Learning Objective 6

Students will assess the goodness of fit of the regressions

30) [6 points] Complegte bullet points below describing the goodness of fit of the regression and state which regression is better

  • (I): Adj. R^2 = .741
  • (II): Adj. R^2 = .553
  • (III): Adj. R^2 = .741
  • (IV): Adj. R^2 = .984
  • (V): Adj. R^2 = .982

  • The best regression is: Model 4 because it has the highest Adj. R^2 value.

31) [1 points] UselinearHypothesis() to test simultaneously whether the following variables should be included in ols5 model.

linearHypothesis(mod5, c("white=0", "private.school=0"), white.adjust = "hc1")
## Linear hypothesis test
## 
## Hypothesis:
## white = 0
## private.school = 0
## 
## Model 1: restricted model
## Model 2: green.donations ~ age + age^2 + private.school + log(income) + 
##     single + kids + white + gender.f + north.east.m + west.coast.m
## 
## Note: Coefficient covariance matrix supplied.
## 
##   Res.Df Df      F  Pr(>F)  
## 1   1792                    
## 2   1790  2 3.0802 0.04619 *
## ---
## Signif. codes:  0 '***' 0.001 '**' 0.01 '*' 0.05 '.' 0.1 ' ' 1

32) [2 points] Interpret the results from the test above. Should you keep both variables?

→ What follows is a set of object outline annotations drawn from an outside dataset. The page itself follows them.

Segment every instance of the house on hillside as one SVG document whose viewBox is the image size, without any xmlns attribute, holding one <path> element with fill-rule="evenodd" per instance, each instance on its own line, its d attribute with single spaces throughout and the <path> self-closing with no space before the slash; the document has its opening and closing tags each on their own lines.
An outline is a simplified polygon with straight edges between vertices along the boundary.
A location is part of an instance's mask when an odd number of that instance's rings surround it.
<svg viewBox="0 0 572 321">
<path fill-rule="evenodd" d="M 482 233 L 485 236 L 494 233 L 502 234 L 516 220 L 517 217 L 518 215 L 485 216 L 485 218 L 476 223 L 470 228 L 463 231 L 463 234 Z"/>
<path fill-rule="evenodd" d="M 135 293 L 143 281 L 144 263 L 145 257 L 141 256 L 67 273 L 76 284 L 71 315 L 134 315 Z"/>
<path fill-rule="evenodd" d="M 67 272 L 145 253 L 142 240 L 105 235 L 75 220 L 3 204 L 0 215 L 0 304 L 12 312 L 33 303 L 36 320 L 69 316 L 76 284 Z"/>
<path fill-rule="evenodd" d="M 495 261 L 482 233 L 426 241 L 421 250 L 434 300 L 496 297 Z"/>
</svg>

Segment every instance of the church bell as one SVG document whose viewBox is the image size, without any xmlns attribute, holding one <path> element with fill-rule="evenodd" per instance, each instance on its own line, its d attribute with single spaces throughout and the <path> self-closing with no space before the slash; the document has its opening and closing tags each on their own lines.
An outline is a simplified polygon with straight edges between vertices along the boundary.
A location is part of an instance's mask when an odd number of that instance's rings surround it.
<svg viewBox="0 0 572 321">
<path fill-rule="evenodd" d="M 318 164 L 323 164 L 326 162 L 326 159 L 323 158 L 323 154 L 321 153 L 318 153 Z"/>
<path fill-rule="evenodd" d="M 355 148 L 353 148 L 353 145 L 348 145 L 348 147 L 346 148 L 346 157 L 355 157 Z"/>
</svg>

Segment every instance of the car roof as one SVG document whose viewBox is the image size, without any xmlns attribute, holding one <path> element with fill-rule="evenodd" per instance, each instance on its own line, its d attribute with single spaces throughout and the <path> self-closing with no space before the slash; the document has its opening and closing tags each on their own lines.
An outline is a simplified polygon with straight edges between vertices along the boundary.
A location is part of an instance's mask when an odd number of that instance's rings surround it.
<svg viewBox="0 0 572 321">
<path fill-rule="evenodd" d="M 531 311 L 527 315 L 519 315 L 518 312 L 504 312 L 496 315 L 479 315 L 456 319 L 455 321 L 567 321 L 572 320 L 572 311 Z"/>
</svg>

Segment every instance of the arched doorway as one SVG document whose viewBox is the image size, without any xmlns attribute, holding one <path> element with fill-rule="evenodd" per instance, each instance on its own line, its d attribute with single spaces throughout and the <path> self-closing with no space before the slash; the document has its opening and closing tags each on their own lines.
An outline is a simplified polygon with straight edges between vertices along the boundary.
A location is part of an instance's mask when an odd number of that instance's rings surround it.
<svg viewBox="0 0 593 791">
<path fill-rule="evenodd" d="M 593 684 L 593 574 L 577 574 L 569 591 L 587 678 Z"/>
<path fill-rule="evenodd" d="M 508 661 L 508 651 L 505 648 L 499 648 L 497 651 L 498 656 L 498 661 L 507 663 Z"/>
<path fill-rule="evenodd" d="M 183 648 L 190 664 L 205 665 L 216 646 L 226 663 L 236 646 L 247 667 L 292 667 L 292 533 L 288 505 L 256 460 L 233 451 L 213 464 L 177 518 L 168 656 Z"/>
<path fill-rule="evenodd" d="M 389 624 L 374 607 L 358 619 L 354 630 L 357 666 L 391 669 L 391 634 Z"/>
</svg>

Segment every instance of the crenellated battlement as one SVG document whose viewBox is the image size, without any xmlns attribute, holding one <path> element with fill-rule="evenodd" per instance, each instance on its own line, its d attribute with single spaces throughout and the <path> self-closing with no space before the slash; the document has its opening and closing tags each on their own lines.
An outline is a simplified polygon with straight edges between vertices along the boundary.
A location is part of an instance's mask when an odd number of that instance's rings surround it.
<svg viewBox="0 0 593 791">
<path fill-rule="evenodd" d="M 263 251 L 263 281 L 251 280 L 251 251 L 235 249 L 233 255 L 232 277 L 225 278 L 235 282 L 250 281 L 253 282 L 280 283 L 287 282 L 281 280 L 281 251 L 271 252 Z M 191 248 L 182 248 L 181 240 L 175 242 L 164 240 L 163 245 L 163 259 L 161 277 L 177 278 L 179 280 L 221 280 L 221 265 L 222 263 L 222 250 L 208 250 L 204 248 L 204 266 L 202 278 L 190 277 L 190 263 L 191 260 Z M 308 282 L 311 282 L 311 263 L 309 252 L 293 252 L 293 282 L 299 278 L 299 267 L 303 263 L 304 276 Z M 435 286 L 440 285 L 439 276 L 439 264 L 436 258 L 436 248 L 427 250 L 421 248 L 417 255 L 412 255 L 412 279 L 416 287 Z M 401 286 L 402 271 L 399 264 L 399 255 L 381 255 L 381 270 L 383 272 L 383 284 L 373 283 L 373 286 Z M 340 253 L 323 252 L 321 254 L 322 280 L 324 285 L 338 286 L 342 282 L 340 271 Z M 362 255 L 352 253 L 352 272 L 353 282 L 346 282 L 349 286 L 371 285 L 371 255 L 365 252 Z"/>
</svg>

With the F-Statistic being 3.08 and the pvalue of .04619 which is significant at the 99% level, we should keep both variables in the model.

Learning Objective 7

Students will interpret the coefficients from the models

33) [10 points] Interpret the coefficients of the following variables from the best ols model. Write a sentence explaining the intuition behind the result. Complete the following bullet points with your answers.

  • age:
    • interpretation: Every year older the person gets, they donate $14.93 less dollars
    • intuition: I believed that the relationship would be opposite, a possible reason for it being this way is that younger people may be more concerned with the environment than older people.
  • college:
    • interpretation: N/A
    • intuition: N/A
  • ln(income):
    • interpretation: As income increases by 1% green donations increase by $17.11
    • intuition: As people are making more money they feel more willing to donate to help the environment
  • single:
    • interpretation: If someone is single, they donate $13.7 more dollars
    • intuition: More income to spend on other things
  • kids:
    • interpretation: As the amount of kids go up by 1 the amount donated goes down by $23.69
    • intuition: having more kids forces the parents to spend money on them rather than donating it

Learning Objective 8

Students will comment about potential bias in their estimation strategy

34) [5 points] Write about potential sources of bias in your regression. Hint: Review Chapter 10 HAGS.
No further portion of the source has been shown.